The PR proposes to translate the bound Clambda expression to Cmm and analyze the result to decide if the binding should be unboxed. This avoids a duplication of logic and fixes the code above.

Side-note: it is a bit unsatisfactory to reverse engineer boxing (but this was already the case before), and one might want to discuss keeping a symbolic representations of the boxing/unboxing operations in Cmm and lowering them later (as a simple Cmm->Cmm rewriting pass, or during the selection pass).

@alainfrisch
Copy link
Copy Markdown
Contributor Author

I've also added a version of #2162 (unbox across static handlers), but now using the same unboxing strategy as for let bindings.

cc @chambart

@alainfrisch alainfrisch changed the title [WIP] Decide unboxing of let-bound expressions based on their Cmm translation [WIP] Decide unboxing of let-bound expressions based on their Cmm translation + unbox across static handlers Nov 26, 2018
@alainfrisch
Copy link
Copy Markdown
Contributor Author

@kayceesrk : would you be as kind as to add this PR to the benchmarking on http://ocamllabs.io/multicore/?

@alainfrisch alainfrisch force-pushed the unbox_cmm branch 2 times, most recently from bac4151 to 87c36b6 Compare November 27, 2018 17:18
@gasche
Copy link
Copy Markdown
Member

gasche commented Nov 28, 2018

This is no criticism of @alainfrisch, but I find it mildly inappropriate to use @kayceesrk's time for non-multicore-related benchmarks because the compiler team uses no easily-deployed compiler benchmark tool. Is there an easy way to use a clone of the ocamllabs.io/multicore system (or some other, but maintained by someone) that gives what-to-benchmark control to compiler developers, so that @alainfrisch could directly start the measurements he was requesting above?

@alainfrisch
Copy link
Copy Markdown
Contributor Author

@gasche cf #2143 (comment)

@alainfrisch
Copy link
Copy Markdown
Contributor Author

Mandatory stupid micro-benchmark:

let foo () =
  let r = ref 0. in
  let f x =
    r := !r +. x;
    if !r >= 1000. then r:= !r -. 1000.
  in
  for i = 1 to 100000 do
    match i with
    | 0 -> f 0.
    | 1 -> f 1.
    | n ->
        let a, b =
          if n > 100 then float n, float (n + 1)
          else float (n + 1), 42.
        in
        if n > 1000 then f (a *. b)
  done;
  !r


let () =
  for i = 1 to 1000 do
    ignore (foo ())
  done;
version timing
OCaml 4.07 1.2s
Trunk (after #2143) 0.40s
This PR 0.25s

With this PR, the main function foo does not allocate at all (except for boxing its result).
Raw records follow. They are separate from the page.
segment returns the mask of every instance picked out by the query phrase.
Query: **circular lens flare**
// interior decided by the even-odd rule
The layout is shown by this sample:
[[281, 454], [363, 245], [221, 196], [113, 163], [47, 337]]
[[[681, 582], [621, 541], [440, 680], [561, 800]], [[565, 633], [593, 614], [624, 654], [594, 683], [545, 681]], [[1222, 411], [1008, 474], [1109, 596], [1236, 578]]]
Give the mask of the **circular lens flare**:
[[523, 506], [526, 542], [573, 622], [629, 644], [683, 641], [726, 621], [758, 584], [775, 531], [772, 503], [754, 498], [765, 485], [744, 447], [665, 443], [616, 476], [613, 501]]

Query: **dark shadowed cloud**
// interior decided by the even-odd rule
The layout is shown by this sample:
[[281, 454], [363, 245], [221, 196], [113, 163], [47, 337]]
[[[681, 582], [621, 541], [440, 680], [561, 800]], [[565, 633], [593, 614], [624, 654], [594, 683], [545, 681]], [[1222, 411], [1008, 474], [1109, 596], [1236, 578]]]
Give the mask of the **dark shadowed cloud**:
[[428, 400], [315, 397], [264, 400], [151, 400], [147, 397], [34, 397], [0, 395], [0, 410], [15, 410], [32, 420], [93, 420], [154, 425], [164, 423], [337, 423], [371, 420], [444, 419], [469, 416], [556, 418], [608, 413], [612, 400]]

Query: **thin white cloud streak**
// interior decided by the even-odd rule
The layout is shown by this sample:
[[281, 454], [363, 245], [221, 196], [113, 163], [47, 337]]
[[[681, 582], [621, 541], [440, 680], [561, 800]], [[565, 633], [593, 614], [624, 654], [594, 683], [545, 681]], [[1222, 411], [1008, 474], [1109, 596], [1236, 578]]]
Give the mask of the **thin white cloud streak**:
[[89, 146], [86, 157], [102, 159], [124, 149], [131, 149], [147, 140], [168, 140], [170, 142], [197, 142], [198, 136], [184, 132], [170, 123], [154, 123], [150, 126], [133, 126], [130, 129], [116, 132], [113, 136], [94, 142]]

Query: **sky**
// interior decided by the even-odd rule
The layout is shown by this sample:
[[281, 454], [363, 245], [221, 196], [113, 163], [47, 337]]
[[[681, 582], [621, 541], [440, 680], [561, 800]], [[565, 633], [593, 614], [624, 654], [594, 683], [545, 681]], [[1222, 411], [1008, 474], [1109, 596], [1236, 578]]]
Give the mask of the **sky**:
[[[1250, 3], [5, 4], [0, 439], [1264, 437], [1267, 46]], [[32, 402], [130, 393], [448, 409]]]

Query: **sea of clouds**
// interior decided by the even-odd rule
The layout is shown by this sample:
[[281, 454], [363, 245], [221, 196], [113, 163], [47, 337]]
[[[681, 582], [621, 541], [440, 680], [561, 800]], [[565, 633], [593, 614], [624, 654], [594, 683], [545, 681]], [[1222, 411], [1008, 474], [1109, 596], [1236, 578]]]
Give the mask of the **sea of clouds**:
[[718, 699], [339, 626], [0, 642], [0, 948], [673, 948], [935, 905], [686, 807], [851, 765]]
@alainfrisch alainfrisch changed the title [WIP] Decide unboxing of let-bound expressions based on their Cmm translation + unbox across static handlers Decide unboxing of let-bound expressions based on their Cmm translation + unbox across static handlers Nov 30, 2018
@alainfrisch
Copy link
Copy Markdown
Contributor Author

@chambart @mshinwell do you think you could give a look to this PR?

@lthls
Copy link
Copy Markdown
Contributor

lthls commented Nov 30, 2018

@gasche The flambda benchmarks could be used instead (its infrastructure was actually built upon and improved for the multicore benchmarks), and allowing compiler developers to add/remove benchmarks would be as easy as giving them commit/merge rights to OCamlPro/ocamlbench-repo. Alternatively, anybody can submit a pull request to add a branch to test (there are several PRs that have been merged doing just this, for inspiration).

Although benchmarking the official compiler against proposed changes is already the purpose of the flambda benchmarks server, if someone wants to host another benchmarking server more clearly managed by the official OCaml team, we would be willing to help with setting up the infrastructure too.

@gasche
Copy link
Copy Markdown
Member

gasche commented Nov 30, 2018

@lthls personally I would be very happy to use the flambda benchmarks. Where is the short documentation on how to add a new ocaml/ocaml PR there, with pointers to those pull requests you mention for inspiration?

("I would be happy to use" is more or less a figure of speech here: I don't personally submit many optimizations-related PRs, but others could be interested if the bar of entry wasn't too high. Clearly @alainfrisch doesn't think of your tool as something he could use easily, which suggests that something is slightly off right now. Thanks for replying here, which is a step to fix this!)

@gasche
Copy link
Copy Markdown
Member

gasche commented Nov 30, 2018

Maybe we could add this documentation (on how to submit a PR to the flambda benchmarks) to our CONTRIBUTING.md, or at least add a pointer to some documentation somewhere.

@lthls
Copy link
Copy Markdown
Contributor

lthls commented Dec 3, 2018

I'm working on a pull request to add some information to CONTRIBUTING.md, but it looks like there are a few issues at the moment with our scripts (the version of trunk being benchmarked points to a commit from July at the moment, which is not intended), so I'll wait until we've fixed these issues before publishing the PR.

@alainfrisch
Copy link
Copy Markdown
Contributor Author

@chambart @mshinwell : do you think you might be able to review this PR?

Copy link
Copy Markdown
Contributor

@lthls lthls left a comment

Choose a reason for hiding this comment

The reason will be displayed to describe this comment to others. Learn more.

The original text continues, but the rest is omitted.